Central Washington is Making Plans to Charge Bitcoin Miners x3 Of What They Currently Pay For Electricity Usage

Central Washington is Making Plans to Charge Bitcoin Miners x3 Of What They Currently Pay For Electricity Usage

This week, officials in Grant County, Washington, have voted to raise the electricity bills of companies that are classified to be in “evolving” industries.
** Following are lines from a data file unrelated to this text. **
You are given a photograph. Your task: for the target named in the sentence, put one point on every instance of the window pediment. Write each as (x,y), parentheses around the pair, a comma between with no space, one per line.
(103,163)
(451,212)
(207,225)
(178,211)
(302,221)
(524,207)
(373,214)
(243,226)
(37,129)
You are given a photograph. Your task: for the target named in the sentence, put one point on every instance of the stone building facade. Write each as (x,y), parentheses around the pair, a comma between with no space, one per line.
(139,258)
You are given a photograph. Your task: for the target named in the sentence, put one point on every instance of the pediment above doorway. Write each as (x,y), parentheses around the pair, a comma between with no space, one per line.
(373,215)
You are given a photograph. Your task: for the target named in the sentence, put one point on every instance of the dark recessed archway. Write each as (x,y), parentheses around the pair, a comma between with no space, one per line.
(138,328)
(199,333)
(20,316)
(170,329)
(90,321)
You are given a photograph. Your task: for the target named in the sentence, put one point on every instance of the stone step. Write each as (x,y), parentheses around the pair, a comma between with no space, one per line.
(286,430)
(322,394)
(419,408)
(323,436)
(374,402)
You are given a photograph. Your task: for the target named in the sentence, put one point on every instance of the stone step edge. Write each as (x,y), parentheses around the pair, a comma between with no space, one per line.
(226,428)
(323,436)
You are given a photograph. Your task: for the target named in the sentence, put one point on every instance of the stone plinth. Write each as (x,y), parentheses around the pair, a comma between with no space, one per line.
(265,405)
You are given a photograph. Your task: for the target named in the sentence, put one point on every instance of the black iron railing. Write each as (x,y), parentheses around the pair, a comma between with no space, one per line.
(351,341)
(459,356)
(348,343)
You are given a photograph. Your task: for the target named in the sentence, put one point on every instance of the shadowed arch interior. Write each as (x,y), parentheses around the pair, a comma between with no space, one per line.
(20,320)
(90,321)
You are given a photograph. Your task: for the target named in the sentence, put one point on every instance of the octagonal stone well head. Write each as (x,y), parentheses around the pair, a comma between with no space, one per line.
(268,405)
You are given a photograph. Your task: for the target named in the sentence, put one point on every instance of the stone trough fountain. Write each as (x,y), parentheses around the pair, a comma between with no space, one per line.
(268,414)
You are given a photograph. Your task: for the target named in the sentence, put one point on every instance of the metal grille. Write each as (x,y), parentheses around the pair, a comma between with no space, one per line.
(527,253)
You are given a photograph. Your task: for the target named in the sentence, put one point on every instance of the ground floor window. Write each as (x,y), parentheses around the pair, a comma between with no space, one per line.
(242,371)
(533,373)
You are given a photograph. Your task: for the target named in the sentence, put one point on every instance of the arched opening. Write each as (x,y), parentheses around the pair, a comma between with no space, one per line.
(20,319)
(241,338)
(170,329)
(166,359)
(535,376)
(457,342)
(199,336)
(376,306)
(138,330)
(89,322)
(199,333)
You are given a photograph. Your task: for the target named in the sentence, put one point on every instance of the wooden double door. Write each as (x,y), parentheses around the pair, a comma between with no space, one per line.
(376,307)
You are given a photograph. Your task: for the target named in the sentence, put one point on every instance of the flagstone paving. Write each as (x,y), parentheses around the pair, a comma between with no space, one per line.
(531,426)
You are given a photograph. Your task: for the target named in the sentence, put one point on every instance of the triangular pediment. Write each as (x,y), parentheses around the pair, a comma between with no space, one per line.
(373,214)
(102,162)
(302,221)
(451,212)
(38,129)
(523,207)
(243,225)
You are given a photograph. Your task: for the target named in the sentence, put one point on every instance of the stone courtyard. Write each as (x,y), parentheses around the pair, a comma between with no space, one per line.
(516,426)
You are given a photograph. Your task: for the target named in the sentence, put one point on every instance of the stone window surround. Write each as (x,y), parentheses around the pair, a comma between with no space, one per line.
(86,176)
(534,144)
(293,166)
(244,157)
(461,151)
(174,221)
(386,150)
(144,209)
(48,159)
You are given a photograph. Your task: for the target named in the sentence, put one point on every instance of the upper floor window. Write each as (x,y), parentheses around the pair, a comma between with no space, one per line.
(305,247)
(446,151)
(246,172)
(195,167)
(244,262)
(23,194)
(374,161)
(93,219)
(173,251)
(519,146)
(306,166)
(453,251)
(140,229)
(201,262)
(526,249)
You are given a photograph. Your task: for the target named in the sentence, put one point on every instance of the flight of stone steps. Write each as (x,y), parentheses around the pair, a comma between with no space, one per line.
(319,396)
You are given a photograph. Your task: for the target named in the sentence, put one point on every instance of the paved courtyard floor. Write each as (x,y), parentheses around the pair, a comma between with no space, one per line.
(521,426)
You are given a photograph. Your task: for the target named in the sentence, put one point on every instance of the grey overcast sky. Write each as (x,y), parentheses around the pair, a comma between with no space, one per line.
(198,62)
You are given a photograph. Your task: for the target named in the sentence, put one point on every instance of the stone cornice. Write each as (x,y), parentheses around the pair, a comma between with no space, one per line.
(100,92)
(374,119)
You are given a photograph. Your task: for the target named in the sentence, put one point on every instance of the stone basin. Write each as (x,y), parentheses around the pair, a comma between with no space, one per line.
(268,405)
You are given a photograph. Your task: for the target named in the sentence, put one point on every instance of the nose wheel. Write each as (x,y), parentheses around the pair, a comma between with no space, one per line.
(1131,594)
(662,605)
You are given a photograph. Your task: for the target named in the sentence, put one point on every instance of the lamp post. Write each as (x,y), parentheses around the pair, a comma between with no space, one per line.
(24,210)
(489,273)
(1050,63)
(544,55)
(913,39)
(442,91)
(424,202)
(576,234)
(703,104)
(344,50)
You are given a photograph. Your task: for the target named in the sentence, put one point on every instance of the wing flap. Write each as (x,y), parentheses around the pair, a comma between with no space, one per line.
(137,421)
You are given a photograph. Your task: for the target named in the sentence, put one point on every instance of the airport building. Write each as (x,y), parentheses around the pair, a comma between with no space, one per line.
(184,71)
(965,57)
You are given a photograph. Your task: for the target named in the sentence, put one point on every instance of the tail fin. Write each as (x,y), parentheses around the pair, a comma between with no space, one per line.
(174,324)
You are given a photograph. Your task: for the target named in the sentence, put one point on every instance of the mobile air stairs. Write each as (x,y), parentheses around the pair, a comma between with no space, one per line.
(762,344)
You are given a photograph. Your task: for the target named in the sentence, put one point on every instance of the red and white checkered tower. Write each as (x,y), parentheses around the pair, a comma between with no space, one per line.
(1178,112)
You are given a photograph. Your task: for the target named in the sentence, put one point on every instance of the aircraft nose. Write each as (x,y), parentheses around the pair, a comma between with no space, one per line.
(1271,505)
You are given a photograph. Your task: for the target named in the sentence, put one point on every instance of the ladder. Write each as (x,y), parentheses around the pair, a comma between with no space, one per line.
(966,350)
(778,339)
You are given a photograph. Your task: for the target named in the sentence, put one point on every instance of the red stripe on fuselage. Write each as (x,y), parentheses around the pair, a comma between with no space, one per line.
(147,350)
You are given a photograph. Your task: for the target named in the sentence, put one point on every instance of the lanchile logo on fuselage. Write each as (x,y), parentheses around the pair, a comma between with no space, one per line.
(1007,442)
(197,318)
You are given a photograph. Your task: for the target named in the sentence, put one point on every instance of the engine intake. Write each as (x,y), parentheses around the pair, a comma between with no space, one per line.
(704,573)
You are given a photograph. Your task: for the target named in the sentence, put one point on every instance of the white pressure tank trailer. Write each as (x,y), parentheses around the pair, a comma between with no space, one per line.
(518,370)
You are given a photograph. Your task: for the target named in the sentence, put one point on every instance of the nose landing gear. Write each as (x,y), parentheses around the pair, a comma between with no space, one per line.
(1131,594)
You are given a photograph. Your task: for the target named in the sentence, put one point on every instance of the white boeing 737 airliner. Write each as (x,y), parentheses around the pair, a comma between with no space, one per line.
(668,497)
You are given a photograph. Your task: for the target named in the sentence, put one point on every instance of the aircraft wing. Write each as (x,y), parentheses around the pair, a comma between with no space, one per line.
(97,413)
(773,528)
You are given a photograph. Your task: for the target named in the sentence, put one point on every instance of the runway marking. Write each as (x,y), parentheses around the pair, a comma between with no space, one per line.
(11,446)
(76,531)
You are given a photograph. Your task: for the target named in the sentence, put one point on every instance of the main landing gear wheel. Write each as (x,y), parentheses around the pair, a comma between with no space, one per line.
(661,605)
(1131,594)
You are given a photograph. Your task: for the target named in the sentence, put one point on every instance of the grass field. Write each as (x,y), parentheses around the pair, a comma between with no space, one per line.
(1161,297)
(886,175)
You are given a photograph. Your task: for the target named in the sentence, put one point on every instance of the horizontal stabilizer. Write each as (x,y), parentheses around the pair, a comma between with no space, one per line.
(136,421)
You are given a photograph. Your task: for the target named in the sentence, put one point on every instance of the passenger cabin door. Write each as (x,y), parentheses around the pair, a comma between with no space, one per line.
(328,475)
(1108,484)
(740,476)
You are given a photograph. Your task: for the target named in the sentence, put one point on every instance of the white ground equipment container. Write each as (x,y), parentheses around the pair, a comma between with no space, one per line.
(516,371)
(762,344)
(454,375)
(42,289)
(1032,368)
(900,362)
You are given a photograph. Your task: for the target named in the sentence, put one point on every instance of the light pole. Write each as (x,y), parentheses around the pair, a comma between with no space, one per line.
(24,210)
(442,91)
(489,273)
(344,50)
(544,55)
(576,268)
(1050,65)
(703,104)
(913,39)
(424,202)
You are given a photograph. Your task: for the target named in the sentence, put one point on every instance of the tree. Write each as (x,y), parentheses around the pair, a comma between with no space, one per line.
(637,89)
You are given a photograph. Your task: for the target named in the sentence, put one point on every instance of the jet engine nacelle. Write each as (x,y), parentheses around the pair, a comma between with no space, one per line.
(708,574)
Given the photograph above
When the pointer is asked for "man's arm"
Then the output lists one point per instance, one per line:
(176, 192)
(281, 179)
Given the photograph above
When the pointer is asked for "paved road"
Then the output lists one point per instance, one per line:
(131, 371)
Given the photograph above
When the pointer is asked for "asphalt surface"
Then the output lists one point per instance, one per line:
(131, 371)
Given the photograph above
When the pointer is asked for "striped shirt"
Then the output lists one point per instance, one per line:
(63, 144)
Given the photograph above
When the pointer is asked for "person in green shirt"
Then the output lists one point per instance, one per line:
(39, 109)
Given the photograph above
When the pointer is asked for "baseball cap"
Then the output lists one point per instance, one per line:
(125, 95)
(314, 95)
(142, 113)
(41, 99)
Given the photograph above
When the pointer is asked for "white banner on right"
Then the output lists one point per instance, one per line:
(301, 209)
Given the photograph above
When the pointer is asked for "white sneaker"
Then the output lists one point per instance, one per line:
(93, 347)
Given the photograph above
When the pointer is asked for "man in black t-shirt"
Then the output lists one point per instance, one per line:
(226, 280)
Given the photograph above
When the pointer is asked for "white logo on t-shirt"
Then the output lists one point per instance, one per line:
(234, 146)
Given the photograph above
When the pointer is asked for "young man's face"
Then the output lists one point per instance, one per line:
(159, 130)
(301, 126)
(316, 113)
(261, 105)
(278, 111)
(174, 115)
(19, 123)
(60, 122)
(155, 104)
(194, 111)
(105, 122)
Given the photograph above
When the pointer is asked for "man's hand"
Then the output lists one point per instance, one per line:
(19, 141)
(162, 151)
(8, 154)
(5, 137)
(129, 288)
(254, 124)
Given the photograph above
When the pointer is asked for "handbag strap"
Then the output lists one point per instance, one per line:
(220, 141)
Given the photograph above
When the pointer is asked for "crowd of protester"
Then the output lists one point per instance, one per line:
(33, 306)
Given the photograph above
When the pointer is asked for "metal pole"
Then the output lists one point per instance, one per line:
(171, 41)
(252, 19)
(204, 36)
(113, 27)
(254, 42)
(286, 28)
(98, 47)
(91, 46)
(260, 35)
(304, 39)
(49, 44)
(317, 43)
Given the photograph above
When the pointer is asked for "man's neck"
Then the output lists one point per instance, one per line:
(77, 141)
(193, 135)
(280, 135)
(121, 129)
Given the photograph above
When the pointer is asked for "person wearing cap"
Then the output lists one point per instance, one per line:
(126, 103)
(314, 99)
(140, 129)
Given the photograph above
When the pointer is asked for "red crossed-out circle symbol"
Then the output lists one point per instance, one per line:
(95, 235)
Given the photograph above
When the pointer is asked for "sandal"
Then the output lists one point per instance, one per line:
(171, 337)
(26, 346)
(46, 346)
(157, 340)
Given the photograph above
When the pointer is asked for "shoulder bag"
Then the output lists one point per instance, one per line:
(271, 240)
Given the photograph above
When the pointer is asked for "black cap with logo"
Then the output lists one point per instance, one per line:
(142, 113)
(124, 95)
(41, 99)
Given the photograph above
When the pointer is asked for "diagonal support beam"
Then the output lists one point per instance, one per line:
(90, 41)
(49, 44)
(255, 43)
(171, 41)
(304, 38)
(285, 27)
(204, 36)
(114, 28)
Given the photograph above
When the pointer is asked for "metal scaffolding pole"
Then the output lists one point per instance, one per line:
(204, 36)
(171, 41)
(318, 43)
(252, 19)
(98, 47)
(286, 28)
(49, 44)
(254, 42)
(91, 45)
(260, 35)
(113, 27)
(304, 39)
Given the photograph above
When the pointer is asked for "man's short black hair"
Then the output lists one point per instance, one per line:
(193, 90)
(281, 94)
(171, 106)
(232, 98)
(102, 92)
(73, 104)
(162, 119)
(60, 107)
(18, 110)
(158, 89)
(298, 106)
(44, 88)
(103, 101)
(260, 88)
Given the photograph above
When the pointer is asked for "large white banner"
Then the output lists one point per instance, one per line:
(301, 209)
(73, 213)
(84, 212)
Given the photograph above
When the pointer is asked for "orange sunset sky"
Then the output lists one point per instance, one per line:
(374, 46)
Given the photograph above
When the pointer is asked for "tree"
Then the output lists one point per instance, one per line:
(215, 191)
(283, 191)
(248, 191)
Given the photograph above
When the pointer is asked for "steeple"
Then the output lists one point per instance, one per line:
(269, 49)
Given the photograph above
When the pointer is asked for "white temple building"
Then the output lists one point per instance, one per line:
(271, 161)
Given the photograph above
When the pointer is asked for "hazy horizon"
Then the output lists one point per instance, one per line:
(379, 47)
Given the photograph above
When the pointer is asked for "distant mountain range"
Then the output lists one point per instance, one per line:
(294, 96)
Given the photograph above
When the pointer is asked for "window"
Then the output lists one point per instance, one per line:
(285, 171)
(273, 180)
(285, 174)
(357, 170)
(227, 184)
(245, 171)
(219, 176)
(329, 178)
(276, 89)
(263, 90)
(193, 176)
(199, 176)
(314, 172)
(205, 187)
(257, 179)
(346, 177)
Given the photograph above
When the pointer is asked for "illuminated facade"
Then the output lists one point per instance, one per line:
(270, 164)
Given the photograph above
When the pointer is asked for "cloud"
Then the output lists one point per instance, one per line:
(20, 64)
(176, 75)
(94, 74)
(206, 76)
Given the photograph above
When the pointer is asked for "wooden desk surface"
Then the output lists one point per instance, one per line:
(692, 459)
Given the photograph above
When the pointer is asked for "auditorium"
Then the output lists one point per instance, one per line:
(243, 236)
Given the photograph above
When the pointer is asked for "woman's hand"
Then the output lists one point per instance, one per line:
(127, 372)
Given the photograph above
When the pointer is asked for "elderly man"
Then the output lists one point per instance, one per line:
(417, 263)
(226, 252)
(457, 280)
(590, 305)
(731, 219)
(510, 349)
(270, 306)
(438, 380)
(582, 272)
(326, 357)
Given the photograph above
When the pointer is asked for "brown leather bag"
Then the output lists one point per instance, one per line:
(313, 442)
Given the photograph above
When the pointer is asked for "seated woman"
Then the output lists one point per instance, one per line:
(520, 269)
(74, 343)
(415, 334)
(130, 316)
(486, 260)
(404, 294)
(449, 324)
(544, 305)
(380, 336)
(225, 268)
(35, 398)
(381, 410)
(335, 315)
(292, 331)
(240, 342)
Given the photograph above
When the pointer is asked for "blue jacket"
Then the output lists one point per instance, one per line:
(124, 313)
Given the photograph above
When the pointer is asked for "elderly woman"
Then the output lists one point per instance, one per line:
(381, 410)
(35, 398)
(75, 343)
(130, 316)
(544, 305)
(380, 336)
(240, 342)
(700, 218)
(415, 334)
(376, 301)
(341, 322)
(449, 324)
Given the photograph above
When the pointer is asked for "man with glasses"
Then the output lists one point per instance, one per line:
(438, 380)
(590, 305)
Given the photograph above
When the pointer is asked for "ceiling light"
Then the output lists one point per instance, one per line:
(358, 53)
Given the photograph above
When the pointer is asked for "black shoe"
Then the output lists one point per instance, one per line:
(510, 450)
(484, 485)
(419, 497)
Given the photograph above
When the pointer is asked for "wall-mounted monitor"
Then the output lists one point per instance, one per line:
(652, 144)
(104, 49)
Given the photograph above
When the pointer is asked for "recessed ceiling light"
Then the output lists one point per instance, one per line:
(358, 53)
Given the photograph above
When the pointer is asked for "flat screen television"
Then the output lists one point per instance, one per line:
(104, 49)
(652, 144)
However this seems to be a veiled attempt to curb cryptocurrency mining in the rural county.
The process of mining Bitcoin is extremely power consuming, and of course when so much energy is being used, you will run up the electric bill.  This leaves miners always on the look for the areas with the lowest energy costs.
Grant County Washington is home to the Grand Coulee Dam, which is the biggest hydropower facility in the United States, and provides locals with some of the best power rates in the country.  
According to the United States Energy Information Administration the average cost of energy in the United States is about 12 cents per kilowatt-hour. In Grant County miners were able to pay as little as 2.6 cents per kilowatt-hour. Now with new laws being put in place miners will be forced to pay 7.9 cents per kilowatt-hour.  
This is still significantly below the national average, and many Washington state counties that pay as much as 10 cents per kilowatt-hour, keeping Grant Count a favorable place to mine cryptocurrency.
The new laws were explained in a press release from Grant County officials.

“The new rate compensates Grant PUD for extra risk and obliges evolving-industry customers to pay more than the cost to supply their power — just as Grant PUD’s other big power-users do — to subsidize sustainable below-cost rates for residential, irrigation and small and medium-sized business customers.”

While officials aren’t claiming to be against cryptocurrency and miners, the move obviously is being made to cater to the cryptocurrency community.

“I don’t view miners as villains,” said Commissioner Larry Schaapman, as quoted by a county press release. “You have likened yourselves to the data centers, but you can only do one thing — mine bitcoin.”

Grant has seen a surge in crypto miners arriving in the county. The county and surrounding areas with similar low cost energy advantages are facing a changing population and will have to find a middle ground with this “evolving industry” if they hope to harvest the economic pluses that come with the infusion of new business ventures.